MEXICO | Thursday, 15 May 2014 | Views [250] | Scholarship Entry

After swimming at the cenote Dzitnup for a couple of hours, Tobias and I decide it is time to leave. As we walk out from the park, we realize how hungry we are. Around the corner we see a woman with a small wood-burning stove, some plastic tables and chairs selling food.

“I could have some salbutes” Tobias says. Of course he can. Even though he’s the German and I’m the Mexican, anyone who would have seen him eat would think otherwise. He’s got a strong appetite and an even stronger stomach. He eats habanero chilli like candy and shows no regrets afterwards. As we wait for our salbutes and panuchos –fried corn dough with fresh chicken, beans and salad on top- to be ready, we talk about the place where we’ve just swum. It’s such a different experience to see our Earth from its insides, the life that still exists within.

We’re not the only costumers at this pop-up restaurant. There’s another man, around his forties, who keeps glimpsing at us. I’m sure he’s puzzled by the way Tobias looks and talks. He looks just as the stereotype of a German you’d have in mind but speaks fluent spanish with a strong, nearly perfect, Colombian accent. The bystander decides to make a move. “So you liked the place? I’m from the town of Dzitnup, further down the road. Around here we’re all Mayans.” I remember we’re on Yucatan, a Mexican state known by its open people and their pride in their roots. “Where do you folks come from?” We explain. I’m originally from and currently live on Mexico; Tobias is originally from Germany but is currently living in Colombia. The man looks sceptical at us.

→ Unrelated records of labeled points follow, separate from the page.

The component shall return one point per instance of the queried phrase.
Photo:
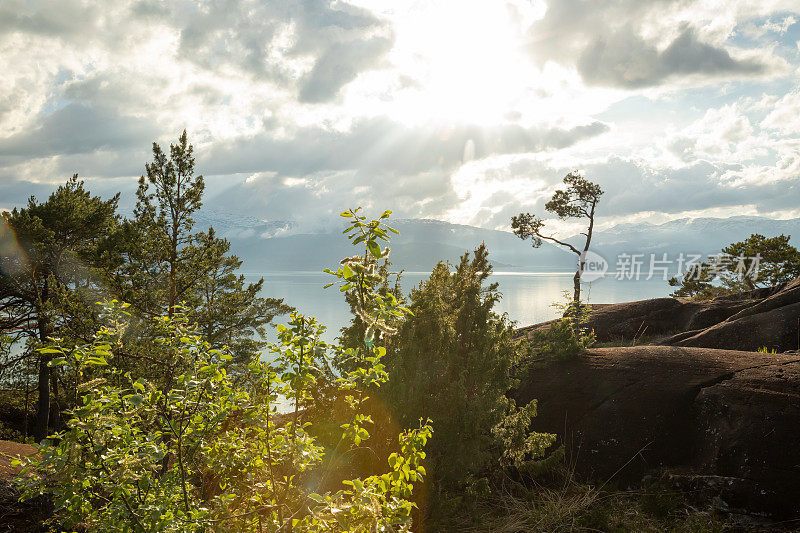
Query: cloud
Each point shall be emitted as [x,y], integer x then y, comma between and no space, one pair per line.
[339,65]
[78,128]
[381,146]
[627,44]
[626,60]
[316,45]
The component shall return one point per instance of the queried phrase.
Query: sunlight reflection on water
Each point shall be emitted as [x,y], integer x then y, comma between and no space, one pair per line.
[528,297]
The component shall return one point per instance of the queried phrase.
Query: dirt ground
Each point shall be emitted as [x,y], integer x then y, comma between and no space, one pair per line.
[15,516]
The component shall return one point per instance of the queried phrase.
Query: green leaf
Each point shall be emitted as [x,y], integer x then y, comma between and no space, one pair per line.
[347,272]
[374,249]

I start talking to him; ask what he does for a living, if he likes it there, if he visits the cenotes often. We learn he’s a taxi driver and a farmer, currently working on the fields since it’s potato season and that he has gone to the cenotes since he was a kid and enjoys it a lot. “Do you know how to say pretty girl on maya?” he asks. “Ki’ichpam X Chúupal” the man answers himself right away. He makes us repeat it until we get it right: kesh-pam-shu-u-pal. As we pay our meal and get ready to leave, the man turns to Tobias and looking directly into his eyes tells him “There’s a saying here in Yucatan that once a foreigner drinks coconut water from a Mexican tree he’s destined to never leave the country”. As we walk into town Tobias asks me if I understood what the coconut water story was about. “I think it’s because they irrigate them with water from the cenote” I reply smiling.